Dijo que el perdón, desde la enseñanza cristiana, no puede convertirse en una negociación ni depender de cuánto considera cada persona que merece ser perdonada.
“El perdón brota del amor y del amor de Dios”, sostuvo.
Perdonar no Significa Mantener Abierta la Herida
Durante su reflexión, el obispo cuestionó también una expresión que suele utilizarse cuando alguien afirma haber perdonado: “Te perdono, pero no olvido”.
Explicó que mantener constantemente presente la ofensa puede significar que la herida continúa abierta y que el resentimiento sigue teniendo un lugar en la relación.
“No soy yo la medida del amor”, señaló al insistir en que el perdón no debe estar condicionado únicamente por lo que cada persona considera justo o suficiente.
Para Noriega Barceló, reconocer que también se han cometido errores y que se ha recibido el perdón de otros es parte del proceso para poder perdonar.
“Nosotros somos perdonados por Dios y a veces nosotros no queremos perdonar a los demás”, reflexionó.
También llamó a no esperar a que una persona llegue al final de su vida cargando enojo o resentimiento.
“Muere no solamente arrepentido, muere perdonado y perdonando”, expresó.
Y planteó una pregunta que, dijo, vale la pena hacerse ante la vida y la muerte: “Al fin de cuentas, ¿qué nos vamos a llevar?

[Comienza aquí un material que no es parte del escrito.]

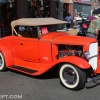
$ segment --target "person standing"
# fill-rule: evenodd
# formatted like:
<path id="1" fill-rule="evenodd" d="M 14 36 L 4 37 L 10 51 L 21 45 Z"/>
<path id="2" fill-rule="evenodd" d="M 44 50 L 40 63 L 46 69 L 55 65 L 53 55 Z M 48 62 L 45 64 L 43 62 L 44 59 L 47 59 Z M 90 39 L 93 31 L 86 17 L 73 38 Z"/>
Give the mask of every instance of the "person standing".
<path id="1" fill-rule="evenodd" d="M 99 31 L 100 31 L 100 14 L 98 15 L 98 19 L 94 19 L 91 21 L 86 36 L 98 39 Z"/>
<path id="2" fill-rule="evenodd" d="M 72 23 L 72 16 L 70 15 L 70 13 L 67 13 L 65 20 L 67 21 L 67 28 L 69 29 Z"/>

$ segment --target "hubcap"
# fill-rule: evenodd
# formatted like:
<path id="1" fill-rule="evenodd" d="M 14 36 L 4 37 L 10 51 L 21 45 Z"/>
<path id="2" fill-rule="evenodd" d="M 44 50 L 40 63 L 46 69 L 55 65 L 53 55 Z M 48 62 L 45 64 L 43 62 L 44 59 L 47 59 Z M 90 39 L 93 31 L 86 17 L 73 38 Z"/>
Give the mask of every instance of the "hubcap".
<path id="1" fill-rule="evenodd" d="M 73 85 L 76 82 L 76 73 L 72 68 L 65 68 L 63 70 L 63 79 L 69 85 Z"/>

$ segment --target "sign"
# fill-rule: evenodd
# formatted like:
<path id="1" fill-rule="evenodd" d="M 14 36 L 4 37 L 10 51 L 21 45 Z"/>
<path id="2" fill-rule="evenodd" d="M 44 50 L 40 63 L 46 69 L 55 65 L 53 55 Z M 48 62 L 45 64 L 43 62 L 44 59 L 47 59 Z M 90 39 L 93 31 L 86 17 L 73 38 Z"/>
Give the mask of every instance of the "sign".
<path id="1" fill-rule="evenodd" d="M 74 0 L 74 2 L 82 2 L 82 0 Z"/>
<path id="2" fill-rule="evenodd" d="M 2 2 L 2 3 L 6 3 L 6 0 L 0 0 L 0 2 Z"/>

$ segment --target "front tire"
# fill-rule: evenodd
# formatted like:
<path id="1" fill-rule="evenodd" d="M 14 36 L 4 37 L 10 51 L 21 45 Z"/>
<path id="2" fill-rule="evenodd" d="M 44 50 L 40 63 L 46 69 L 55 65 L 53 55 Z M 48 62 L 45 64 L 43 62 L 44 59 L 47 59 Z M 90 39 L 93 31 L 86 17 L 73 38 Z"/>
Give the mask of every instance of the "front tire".
<path id="1" fill-rule="evenodd" d="M 3 54 L 0 52 L 0 71 L 6 70 L 6 64 Z"/>
<path id="2" fill-rule="evenodd" d="M 86 73 L 72 64 L 63 64 L 59 76 L 62 84 L 71 90 L 79 90 L 86 83 Z"/>

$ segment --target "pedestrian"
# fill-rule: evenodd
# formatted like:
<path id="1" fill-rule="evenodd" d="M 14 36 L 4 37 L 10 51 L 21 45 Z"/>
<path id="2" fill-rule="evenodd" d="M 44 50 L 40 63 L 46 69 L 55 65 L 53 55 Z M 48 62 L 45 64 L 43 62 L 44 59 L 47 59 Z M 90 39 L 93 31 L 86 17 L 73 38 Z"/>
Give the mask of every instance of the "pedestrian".
<path id="1" fill-rule="evenodd" d="M 66 27 L 69 29 L 71 27 L 71 24 L 72 24 L 72 16 L 70 15 L 70 13 L 67 13 L 65 20 L 67 21 Z"/>
<path id="2" fill-rule="evenodd" d="M 98 19 L 94 19 L 91 21 L 86 36 L 98 39 L 99 30 L 100 30 L 100 14 L 98 15 Z"/>

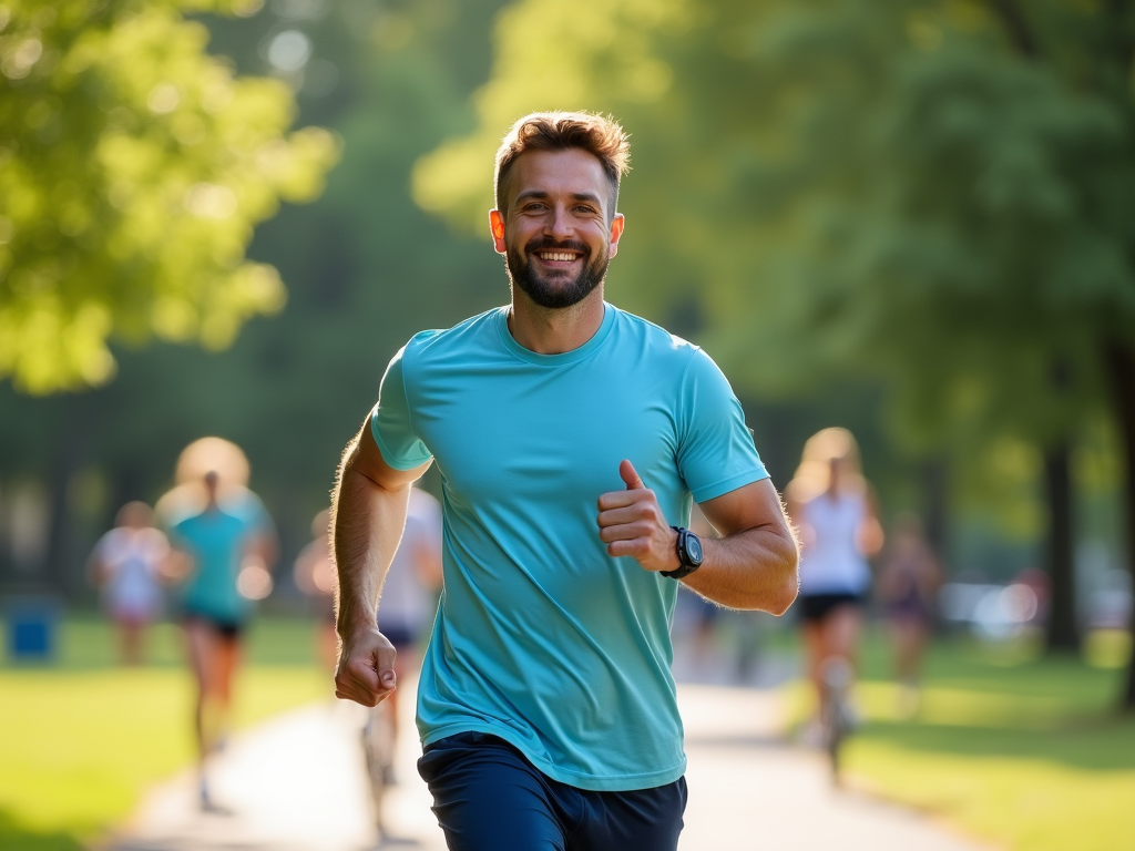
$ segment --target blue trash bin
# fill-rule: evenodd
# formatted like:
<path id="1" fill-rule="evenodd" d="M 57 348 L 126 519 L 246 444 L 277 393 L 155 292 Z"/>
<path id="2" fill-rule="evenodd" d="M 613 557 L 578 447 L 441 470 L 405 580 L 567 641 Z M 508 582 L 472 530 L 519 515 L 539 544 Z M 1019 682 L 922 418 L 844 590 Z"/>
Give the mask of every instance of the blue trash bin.
<path id="1" fill-rule="evenodd" d="M 28 595 L 5 600 L 5 646 L 10 662 L 54 659 L 60 608 L 54 597 Z"/>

Solamente el amor”.
Recuerda Peregrinación a Guadalupe
Durante la misa, el obispo también habló de la peregrinación anual de la Diócesis de Zacatecas a la Basílica de Guadalupe, realizada este sábado 12 de septiembre.
Recordó que esta tradición tiene 141 años y que Zacatecas comenzó a peregrinar a la Basílica desde 1885.
De acuerdo con Noriega Barceló, alrededor de 10 mil personas participaron este año en la peregrinación, aunque destacó que fueron muchas más las que estuvieron presentes de otra manera, desde sus casas, trabajos, escuelas y comunidades.
“Los tuve muy presentes en la Basílica de Guadalupe”, dijo.
Explicó que para muchas personas la peregrinación representa una oportunidad para agradecer, pedir por sus propias necesidades y también por las de otras personas, pero sobre todo para encontrarse y sentirse parte de una comunidad.
“En el fondo es hacer comunidad, hacer la familia de los hijos de Dios”, expresó.
El obispo relacionó además esta idea con las lecturas de los últimos domingos, particularmente con el capítulo 18 del Evangelio de San Mateo, donde se abordan situaciones que pueden presentarse dentro de las comunidades, como los conflictos, la corrección fraterna y ahora el perdón.
Señaló que ninguna familia ni comunidad está exenta de diferencias, pero que la manera de enfrentarlas puede determinar si una herida termina dividiendo o si existe la posibilidad de reconstruir la relación.
En ese sentido, insistió en que perdonar no significa negar el daño ocurrido, sino evitar que el rencor termine convirtiéndose en una carga permanente.
La reflexión dominical concluyó con una invitación a revisar las relaciones personales y a no esperar demasiado tiempo para resolver aquello que mantiene a las personas enfrentadas.
Porque, como resumió el propio obispo al cerrar su mensaje, al final de la vida, lo único que permanece es el amor.